Search code examples
arangodbaql

Efficient ArangoDB AQL query that can find all Edges in Collection that go To and From the same Documents


I have an ArangoDB with two collections, one for Documents, and one for Edges, I'd like an efficient query capable of only returning the Edges that share the same _to and _from values.

For example, assume my Documents Collection contains A, B, C, and D. Let's also assume my Edges Collection contains X, Y, and Z.

Edge X is _from A and _to B.

Edge Y is _from A and _to B as well.

Edge Z is _from C and _to D.

However, I do not know that X and Y are basically the same Edge, and I don't know that the Documents that share similar Edges are A & B. My query is to seek out these duplicate Edges.

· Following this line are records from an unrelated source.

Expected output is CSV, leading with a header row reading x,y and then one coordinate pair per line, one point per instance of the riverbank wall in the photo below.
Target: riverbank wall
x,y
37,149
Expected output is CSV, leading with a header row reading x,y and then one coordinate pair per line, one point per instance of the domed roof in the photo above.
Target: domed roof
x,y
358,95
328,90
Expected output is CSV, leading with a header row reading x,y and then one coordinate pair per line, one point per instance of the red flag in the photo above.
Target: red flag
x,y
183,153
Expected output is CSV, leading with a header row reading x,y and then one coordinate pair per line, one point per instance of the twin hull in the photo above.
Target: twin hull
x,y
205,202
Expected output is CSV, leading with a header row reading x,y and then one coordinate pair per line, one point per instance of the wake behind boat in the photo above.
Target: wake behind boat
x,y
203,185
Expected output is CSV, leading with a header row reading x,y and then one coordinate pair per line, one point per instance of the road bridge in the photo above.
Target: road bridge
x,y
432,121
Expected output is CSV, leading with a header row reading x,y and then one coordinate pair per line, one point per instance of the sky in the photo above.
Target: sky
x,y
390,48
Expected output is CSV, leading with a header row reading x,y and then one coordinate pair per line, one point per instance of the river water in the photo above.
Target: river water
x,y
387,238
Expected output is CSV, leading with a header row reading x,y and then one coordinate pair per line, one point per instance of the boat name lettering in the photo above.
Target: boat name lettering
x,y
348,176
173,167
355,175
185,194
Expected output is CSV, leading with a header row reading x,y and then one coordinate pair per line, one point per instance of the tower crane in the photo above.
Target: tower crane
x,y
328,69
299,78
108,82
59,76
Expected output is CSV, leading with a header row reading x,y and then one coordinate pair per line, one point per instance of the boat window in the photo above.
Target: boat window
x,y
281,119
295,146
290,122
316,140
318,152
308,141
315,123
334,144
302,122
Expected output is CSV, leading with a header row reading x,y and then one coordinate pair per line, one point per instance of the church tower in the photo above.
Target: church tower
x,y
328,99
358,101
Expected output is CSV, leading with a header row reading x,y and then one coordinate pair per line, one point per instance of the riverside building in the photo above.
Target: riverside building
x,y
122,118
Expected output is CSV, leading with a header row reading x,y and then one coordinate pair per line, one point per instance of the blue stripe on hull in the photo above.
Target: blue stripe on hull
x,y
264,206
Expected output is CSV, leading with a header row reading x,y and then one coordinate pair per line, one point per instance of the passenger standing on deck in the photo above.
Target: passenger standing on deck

What I have so far looks like this:

FOR ec1 IN edge_collection
    FOR ec2 IN edge_collection
        FILTER ec1._key != ec2._key AND ec1._to == ec2._to AND ec1._from == ec2._from
        RETURN ec1

This seems to work, though it also feels terribly inefficient. Is there a better way to go about doing this, or is this the best possible solution with AQL?


Solution

  • You can group by _from and _to, count how many edges there are per group, and filter out the unique combinations:

    FOR ec IN edge_collection
      COLLECT from = ec._from, to = ec._to WITH COUNT INTO count
      FILTER count > 1
      RETURN { from, to, count }
    

    Or if you want to return the edge keys as well:

    FOR ec IN edge_collection
      COLLECT from = ec._from, to = ec._to INTO edges = ec._key
      LET count = LENGTH(edges)
      FILTER count > 1
      RETURN { from, to, count, edges }
    

    Alternatively using an aggregation instead of a post-calculation:

    FOR ec IN edge_collection
      COLLECT from = ec._from, to = ec._to AGGREGATE count = LENGTH(1) INTO edges = ec._key
      FILTER count > 1
      RETURN { from, to, count, edges }
    

    To return the full edges use INTO edges = ec instead. You could also use just INTO edges but then each edge will be nested in an object {"ec": … }.